There’s the High Pentagon and Orbit-Tyuratam and about a million zappers and nukes floating around, and they’re all crazy here, Audee. You never know when the damn things are going to go off.”

Whether she intended a rebuke or not was unclear, but Walthers felt it anyway. He pulled the fan out of the PV scanner resentfully. It wasn’t his fault that the world was crazy! But it was his fault, no doubt of that, that Yee-xing was condemned to be on it. So she had every right to reproach him.

He started to hand her the datafan, his motives not certain, perhaps to demonstrate trust, perhaps to reinforce her status as his accomplice.

But in midreach he discovered just how crazy the world was. The gesture converted itself into a blow, aimed wickedly at her unsmiling, desolate face.

For the half of a breath it was not Janie there; it was Dolly, faithless, runaway Dolly, with the grinning, contemptuous shadow of Wan behind her-or neither of them, in fact not a person at all but a symbol. A target. An evil and threatening thing that had no identity but only a description. It was THE ENEMY, and the most certainly sure thing about it was that it needed to be destroyed. Violently. By him.

For otherwise Walthers himself would be destroyed, wrecked, disintegrated, by the maddest, most hating, most pervertedly destructive emotions he had ever felt, forced into his mind in an act of sickening, violent, devastating rape.

What Audee Walthers felt at that moment I knew very well because I felt it, too-as did Janie-as did my own wife, Essie-as did every human being within a dozen AU of a point a couple of hundred million kilometers from the Earth in the direction of the constellation Auriga. It was most lucky for me that I was not indulging my habit of piloting myself. I don’t know if I would have crashed. The touch from space only lasted half a minute, and I might not have had time to kill myself, but I surely would have tried. Rage, sick hatred, an obsessive need to wreck and ravish-that was the gift from the sky that the terrorists offered us all.
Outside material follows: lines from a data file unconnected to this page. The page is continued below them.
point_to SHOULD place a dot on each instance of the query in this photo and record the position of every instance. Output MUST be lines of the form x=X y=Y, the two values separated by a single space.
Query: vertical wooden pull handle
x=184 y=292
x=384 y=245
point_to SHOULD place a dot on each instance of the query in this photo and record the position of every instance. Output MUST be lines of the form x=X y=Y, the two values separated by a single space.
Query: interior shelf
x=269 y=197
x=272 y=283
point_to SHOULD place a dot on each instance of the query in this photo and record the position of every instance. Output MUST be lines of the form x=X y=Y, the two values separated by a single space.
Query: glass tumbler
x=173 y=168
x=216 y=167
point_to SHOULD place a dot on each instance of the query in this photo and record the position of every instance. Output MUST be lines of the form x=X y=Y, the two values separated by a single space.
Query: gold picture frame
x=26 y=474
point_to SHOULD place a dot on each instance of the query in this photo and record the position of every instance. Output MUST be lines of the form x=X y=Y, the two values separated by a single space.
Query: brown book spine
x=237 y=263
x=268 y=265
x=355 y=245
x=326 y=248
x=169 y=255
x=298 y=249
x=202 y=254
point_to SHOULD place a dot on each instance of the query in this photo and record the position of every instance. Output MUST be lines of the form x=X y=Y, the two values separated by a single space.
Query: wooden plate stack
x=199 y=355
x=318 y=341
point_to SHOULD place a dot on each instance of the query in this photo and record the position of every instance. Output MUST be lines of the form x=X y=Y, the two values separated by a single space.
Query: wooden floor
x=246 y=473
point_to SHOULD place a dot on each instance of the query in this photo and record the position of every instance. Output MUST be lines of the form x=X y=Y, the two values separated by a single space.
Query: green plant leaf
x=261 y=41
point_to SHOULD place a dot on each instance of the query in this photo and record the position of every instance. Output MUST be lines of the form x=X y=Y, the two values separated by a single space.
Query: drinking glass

But for once I had the computer doing the piloting so that I could spend my time on the P-phone, and computer programs were not infected by the terrorists’ TPT.

It wasn’t the first time. Not even the first time lately, for in the previous eighteen months the terrorists had dodged into solar space in their stolen Heechee ship and broadcast their pet lunatic’s most horrid fantasies to the world. It was more than the world could stand. It was, in fact, why I was on my way to Rotterdam, but this particular episode was the reason I turned around in midflight on the way there. I tried at once to call Essie, as soon as it was over, to make sure she was all right. No luck. Everybody in the world was trying to call everybody else, for the same reasons, and the relay points were jammed.